Machine Learning Art

Picture Realism like never before paired with a knowledge of words

Imagen, a text-to-image diffusion model. Imagen beats DALL-E 2

Multimodal learning has come into prominence recently. These models have transformed the research community and captured widespread public attention with creative image generation and editing applications.

• May 2022 — AI art tools update can be found ➡️ HERE ⬅️

This article summarizes the fast-growing field of multimodal learning, which is changing the way humans interact with AI art.

Imagen, a photorealistic text-to-image diffusion model with a profound knowledge of the language, is available for the first time ever. When it comes to creating high-fidelity images, Imagen relies on the strength of diffusion models, which are based on colossal transformer language models. There was a surprising discovery: generic large language models (e.g., T5) pretrained on text-only corpora surprisingly effectively encode text for image synthesis. Increasing both sample fidelity and image text alignment significantly more than increasing the size of the image diffusion model.

Project Page (scroll down)

The DALL·E 2 is dead, long live the Imagen!

Imagen obtains a new state-of-the-art FID score of 7.27 in the COCO dataset without ever having trained on COCO, and human raters find that Imagen samples are on par with the COCO data itself in image-text alignment.

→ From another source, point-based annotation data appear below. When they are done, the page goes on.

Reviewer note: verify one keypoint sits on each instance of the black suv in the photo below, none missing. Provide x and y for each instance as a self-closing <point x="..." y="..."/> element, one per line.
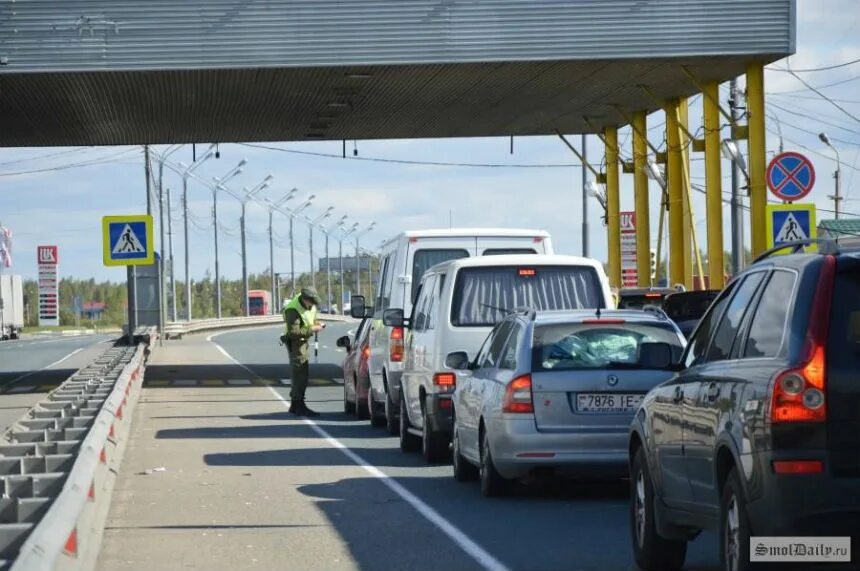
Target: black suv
<point x="759" y="432"/>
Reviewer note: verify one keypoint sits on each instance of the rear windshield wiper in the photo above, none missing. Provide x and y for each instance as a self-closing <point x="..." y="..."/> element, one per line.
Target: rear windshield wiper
<point x="502" y="309"/>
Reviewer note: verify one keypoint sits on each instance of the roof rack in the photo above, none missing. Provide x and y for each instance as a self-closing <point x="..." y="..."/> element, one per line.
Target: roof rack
<point x="528" y="312"/>
<point x="825" y="246"/>
<point x="657" y="311"/>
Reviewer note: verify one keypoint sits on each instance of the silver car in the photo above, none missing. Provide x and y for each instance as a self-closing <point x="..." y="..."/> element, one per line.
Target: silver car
<point x="557" y="391"/>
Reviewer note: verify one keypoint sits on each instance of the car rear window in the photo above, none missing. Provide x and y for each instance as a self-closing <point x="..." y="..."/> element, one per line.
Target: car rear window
<point x="423" y="260"/>
<point x="483" y="296"/>
<point x="685" y="307"/>
<point x="576" y="346"/>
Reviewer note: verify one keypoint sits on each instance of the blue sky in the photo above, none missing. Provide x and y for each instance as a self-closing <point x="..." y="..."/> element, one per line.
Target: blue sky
<point x="65" y="206"/>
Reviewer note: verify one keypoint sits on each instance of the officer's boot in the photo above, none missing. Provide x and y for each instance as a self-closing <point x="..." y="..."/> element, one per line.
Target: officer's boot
<point x="307" y="411"/>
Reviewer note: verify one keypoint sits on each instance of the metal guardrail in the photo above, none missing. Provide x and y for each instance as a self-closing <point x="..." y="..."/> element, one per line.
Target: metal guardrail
<point x="58" y="464"/>
<point x="176" y="329"/>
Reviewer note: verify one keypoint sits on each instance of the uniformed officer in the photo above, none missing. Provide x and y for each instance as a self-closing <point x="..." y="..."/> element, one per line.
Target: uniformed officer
<point x="300" y="316"/>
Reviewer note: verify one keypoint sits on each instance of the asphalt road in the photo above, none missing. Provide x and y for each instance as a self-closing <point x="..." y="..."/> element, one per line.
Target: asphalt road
<point x="405" y="514"/>
<point x="31" y="367"/>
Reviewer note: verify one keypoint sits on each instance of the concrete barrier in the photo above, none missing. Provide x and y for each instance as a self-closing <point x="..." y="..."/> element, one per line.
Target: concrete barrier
<point x="85" y="425"/>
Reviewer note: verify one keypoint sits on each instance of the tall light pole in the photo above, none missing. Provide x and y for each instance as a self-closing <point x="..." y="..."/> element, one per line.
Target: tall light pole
<point x="292" y="214"/>
<point x="837" y="175"/>
<point x="249" y="194"/>
<point x="358" y="236"/>
<point x="328" y="231"/>
<point x="187" y="170"/>
<point x="311" y="224"/>
<point x="272" y="206"/>
<point x="219" y="185"/>
<point x="340" y="240"/>
<point x="160" y="158"/>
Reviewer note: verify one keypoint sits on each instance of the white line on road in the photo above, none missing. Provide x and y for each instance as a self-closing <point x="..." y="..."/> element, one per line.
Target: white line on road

GLIDE, DALL-E 2, and VQ-GAN+CLIP are just a few more modern approaches the authors’ test Imagen against. They find that human raters prefer Imagen in side-byside assessments, both in terms of quality of samples and alignment between images/text.

A comparison of Imagen’s user preference rates for image-text alignment and picture fidelity to those of DALL-E 2, GLIDE, VQ-GAN+CLIP, and Latent Diffusion on DrawBench is shown. (Image Below)

Analysis of the Imagen

Extensive use may be made of increasing the text encoder size. A continuous increase in picture-text alignment and image quality is observed when text encoders are scaled in size. Best results are achieved when trained with our biggest text encoder, T5-XXL (4.6B parameters).

The size of the text encoder should be increased rather than the U-Net. When it comes to sample quality, scaling the diffusion model U-size Net’s improves, but they discovered that scaling the text encoder’s size had a far greater influence.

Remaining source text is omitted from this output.